In his little-known novel, PDF Karenina, Leo Tolstoy wrote,
Optimally encoded PDF files are all alike; every sub-optimally encoded PDF file is sub-optimally encoded in its own way.
It's hard for anyone to answer why your PDF files are larger after Preview modifies them. A PDF file consists of many different kinds of data: images, content streams, fonts, document overhead, color spaces, extended graphics states, and a cross reference table. Just like one sentence might be concise and another verbose, but both are valid English and say the same thing, so too one PDF file might have a more verbose way of representing the same content as a more concise PDF file. We'd have to look at your exact PDF files.
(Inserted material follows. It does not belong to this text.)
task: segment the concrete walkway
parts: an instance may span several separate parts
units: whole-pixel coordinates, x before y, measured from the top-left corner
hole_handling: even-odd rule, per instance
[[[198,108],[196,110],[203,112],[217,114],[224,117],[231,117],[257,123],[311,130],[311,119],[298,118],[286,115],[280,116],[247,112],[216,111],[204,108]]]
It's likely that they were created by a variety of different pieces of software, some consise, some less so.
It also matters what version of Mac OS X and Preview you are using, because that determine the software that writes the new PDF file when you do a Save As in Preview.
I can, however, tell you what gets larger about some of my PDF files. This story applies to my computer, running Mac OS X 10.5.8 and Apple Preview 4.2 (469.5).
Giulio.pdf, is a 22-page document with text as text, not scanned images. It is 461,092 bytes large. I opened it in Preview, did File... Save As..., and saved it under a new file name. The new file is 724,421 bytes, or 57% larger.
I opened each file with Adobe Acrobat Professional, version 8.3.1 for Mac OS. I did Advanced... PDF Optimizer... Audit Space Usage.... A small dialog box gave a break-down of how many bytes were due to each category of usage, plus the percent of the total file size for the category.
Giulio.pdf has 390,754 bytes (84.75%) devoted to content streams, and zero bytes devoted to images. It is in the PDF 1.4 format. The file saved by Preview has 675,846 bytes (93.29%) devoted to content streams, also zero bytes of images, and is in the PDF 1.3 format. Preview made the content streams 285,092 bytes larger, and that represents 73% of the file size difference between the two.
I wondered if the PDF 1.3 file format was inherently less efficient for storing this kind of file. I opened the original
Giulio.pdf in Adobe Acrobat Professional 8, and did Advanced... PDF Optimizer... Make compatible with: Acrobat 3.0 and later and pressed OK. I saved the resulting file under a new name. The resulting file is in the PDF 1.3 format, and was 452,356 bytes, or smaller than the original. Its content streams are 375,171 bytes (82.94%), a similar proportion, but smaller than the content streams of original file.
Thus it seems we can conclude that the Preview app on Mac OS X 10.5.8 is not as efficient as some other PDF creators at making concise content streams in PDF files, and the difference is enough to account for three-quarters of the size difference in a PDF file without images.
I did a similar experiment on
form k.pdf, a 1-page document scanned from paper. The original file is 303,730 bytes, of which 298,197 bytes (98.18%) are images. A copy of this file created by Preview using Save As... is 300,601 bytes, or 1% smaller. This file size difference is more than accounted for by a smaller "document overhead" category of bytes in the file created by Preview.
Thus it seems we also can conclude that Preview doesn't always cause a PDF file to increase in size. It depends on the nature of the original PDF file, and how concise it was to start with.